How to get a list of probabilities after creating a histogram for continuous data (Python)?


I have the data set below (Data) and I create a histogram using the code below to extract n (number of points in each bin or frequency). Then I calculate the probability of each of the bins by dividing frequency by total number of points to get the respective probability of each bin (bin_probability).

Now I want to get the probability for each point in a list. For example say point 1 is in bin 1 therefore, probability is the first value in the array of 0.65; point 2 is in bin 5 so probability is 0.05, etc. How do I map each point to its respective bin_probability so that I have a list of probabilities for each point (in this case 20 probabilities)?

Data = [4.33, 4.11, 6.33, 5.67, 3.24, 6.74, 24.6, 6.43, 4.122, 9.67, 9.99, 3.44, 5.66, 3.54, 5.34, 6.55, 5.78, 3.56, 1.55, 5.45]

n, bin_edges = np.histogram(Data, bins = 10)
totalcount = np.sum(n)
bin_probability = n / totalcount
print(bin_probability)
>> array([0.65, 0.3 , 0.  , 0.  , 0.05])

Many thanks for your help!


Solution

  • Based on @kcsquared's link above, a list can be made with the respective bin locations for each point. The variable 'bins_per_point' includes 20 elements in an array. Each element corresponds to bin the data point is part of. Next the 'probability_perpoint variable divides each frequency by the total count to get the respective probabilities.

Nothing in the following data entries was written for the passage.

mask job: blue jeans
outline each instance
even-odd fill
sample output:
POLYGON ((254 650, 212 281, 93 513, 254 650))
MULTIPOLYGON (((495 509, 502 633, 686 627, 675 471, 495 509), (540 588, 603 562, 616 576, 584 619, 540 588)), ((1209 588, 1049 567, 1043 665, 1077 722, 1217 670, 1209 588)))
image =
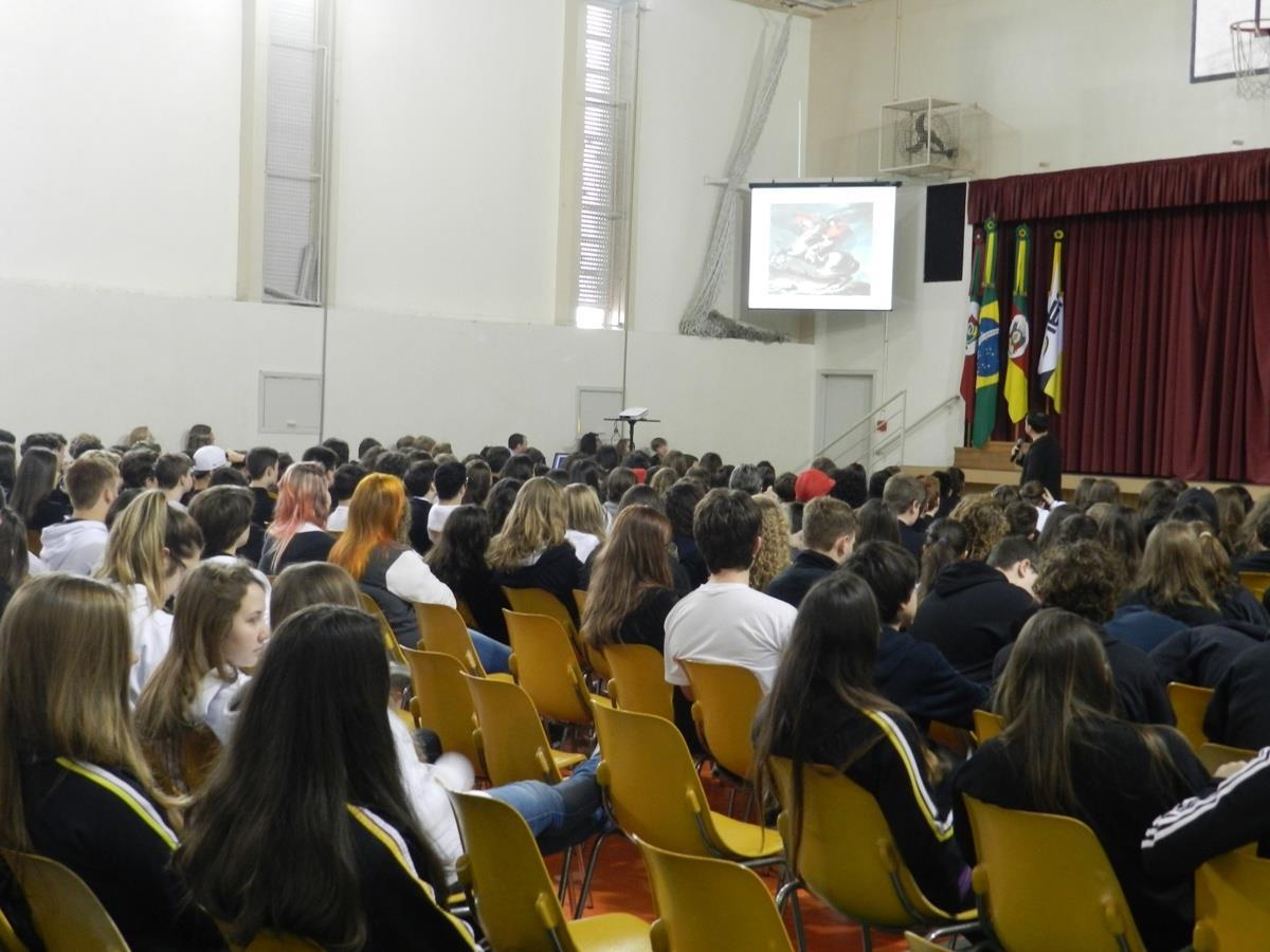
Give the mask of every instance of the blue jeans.
POLYGON ((512 656, 512 649, 502 641, 494 641, 489 635, 481 635, 479 631, 469 628, 467 633, 471 635, 472 647, 476 649, 476 656, 480 659, 486 673, 507 674, 512 670, 507 664, 507 659, 512 656))
POLYGON ((556 853, 585 842, 603 825, 597 767, 599 748, 554 787, 541 781, 518 781, 486 792, 525 817, 544 853, 556 853))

    bins_per_point = np.fmin(np.digitize(Data, bin_edges), len(bin_edges)-1)
    probability_perpoint = [bin_probability[bins_per_point[i]-1] for i in range(len(Data))] 
    >> array([0.1 , 0.1 , 0.15, 0.1 , 0.05, 0.15, 0.55, 0.15, 0.1 , 0.2 , 0.2 ,
           0.05, 0.1 , 0.05, 0.1 , 0.15, 0.1 , 0.05, 0.05, 0.1 ])
    

    To verify, the sum of unique probabilities is 1.

     np.sum(bin_probability) 
    >> 1